The Walking Dead Season 11 Episode 16 Review: Acts of God
The stakes are life and death, and throughout the episode, the omnipresent weirdness of two apocalypses happening at once—the familiar zombies and the unfamiliar plague of locusts filling the background with cacophonous buzzing—add to the sense of unease. Catriona McKenzie’s direction leans into that nervous energy, with Aaron (Ross Marquand), Gabriel (Seth Gilliam), and Daryl (Norman Reedus) only able to communicate with terse whispers and knowing looks, and their enemies doing likewise as they plan to lead the three into an expected trap. Marquand, Gilliam, and Reedus do a commendable job of looking harried and exhausted throughout their scenes together; even before they’re getting into gunfights, the three look worn down simply from the plotting and counter-plotting they’re doing alongside the hard work of clearing houses of walkers and looking for weapons the three men know aren’t anywhere they’re looking.
The hunt for Leah, or Leah’s hunt for Maggie (Lauren Cohan), is no less suspenseful. It’s mostly quietly creeping around in the woods, deafened by the buzzing of locusts overhead and the moans of the interrupting dead as the two try desperately to track down and get the drop on the other one. Scenes like this can be difficult, as it’s easy to fail to hold interest when it’s just a single person wandering through the woods, but McKenzie, Cohan, and Collins are able to keep things nervy with more than a little help from Bear McCreary and Sam Ewing’s excellent, anxious score. The music does a lot of the heavy lifting to establish and maintain mood throughout; music is one of the underrated elements The Walking Dead does well and “Acts of God” is a prime example of how the soundtrack can really add to the proceedings.
Even when things aren’t immediately life-or-death, such as in The Commonwealth as Max (Margot Bingham) and Eugene (Josh McDermitt) try to gather evidence against the Milton administration, there’s no real respite from tension. Writer Nicole Mirante-Matthews has crafted this particular portion of the episode as something of a miniature Watergate, with Max sneaking records out of the office to deliver them to Kelly (Angel Theory) and Connie (Lauren Ridloff), AKA Woodward and Bernstein. They’re only barely scratching the surface of the Commonwealth’s corruption, and as the empire grows, so grows the problems at home for Milton and company.
The episode ends one of the subplots of the season in pretty explicit fashion, but the power struggle between Lance and Milton will only be growing as Commonwealth flags drop from the battlements surrounding Alexandria and Hilltop. The Milton regime finds itself struggling beneath the weight of its own secrets with its best problem-solver distracted with his own fiefdom. The very people that saved Alexandria and Hilltop from certain destruction time and time again are scattered and disorganized, but determined. For every success by the Commonwealth’s power structure, a potential defeat is created.

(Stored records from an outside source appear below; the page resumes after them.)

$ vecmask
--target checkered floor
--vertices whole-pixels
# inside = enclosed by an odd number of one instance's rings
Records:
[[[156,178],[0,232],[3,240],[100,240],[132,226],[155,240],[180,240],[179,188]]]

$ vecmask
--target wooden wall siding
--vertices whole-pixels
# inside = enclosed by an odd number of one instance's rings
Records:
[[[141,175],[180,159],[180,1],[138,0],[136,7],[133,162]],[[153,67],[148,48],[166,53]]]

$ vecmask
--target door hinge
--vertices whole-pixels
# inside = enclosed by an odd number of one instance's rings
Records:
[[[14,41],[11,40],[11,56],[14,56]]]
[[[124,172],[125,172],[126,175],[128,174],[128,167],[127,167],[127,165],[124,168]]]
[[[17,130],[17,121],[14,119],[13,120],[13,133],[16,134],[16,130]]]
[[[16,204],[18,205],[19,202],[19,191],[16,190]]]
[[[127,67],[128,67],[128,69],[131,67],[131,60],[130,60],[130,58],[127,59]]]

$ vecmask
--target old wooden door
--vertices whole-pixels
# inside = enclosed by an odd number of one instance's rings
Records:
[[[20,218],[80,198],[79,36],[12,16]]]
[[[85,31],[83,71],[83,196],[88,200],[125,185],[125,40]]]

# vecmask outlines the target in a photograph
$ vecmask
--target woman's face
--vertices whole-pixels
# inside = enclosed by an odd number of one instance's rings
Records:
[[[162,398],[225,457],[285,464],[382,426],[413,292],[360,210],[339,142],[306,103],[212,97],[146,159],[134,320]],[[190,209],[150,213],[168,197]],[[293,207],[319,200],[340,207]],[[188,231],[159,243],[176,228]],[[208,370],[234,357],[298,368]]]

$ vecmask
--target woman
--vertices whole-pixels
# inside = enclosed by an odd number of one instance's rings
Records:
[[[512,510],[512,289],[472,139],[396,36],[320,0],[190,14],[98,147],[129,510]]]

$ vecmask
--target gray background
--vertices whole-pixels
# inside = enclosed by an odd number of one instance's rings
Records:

Lance is fighting to carve out an empire for himself using someone else’s resources. Pamela Milton is fighting to stay on top of an empire she created. The bulk of the people of The Commonwealth only want to preserve the status quo and their relatively cushy way of life. No one involved in the coming battle has as much to lose as our survivors, the people of Alexandria, Hilltop, and Oceanside. Their life was difficult without the help of the Commonwealth, but it was theirs. They were their own bosses, and they succeeded or failed on their own merits and by their own wits; jumping into bed with Lance was a necessary evil, but still an evil.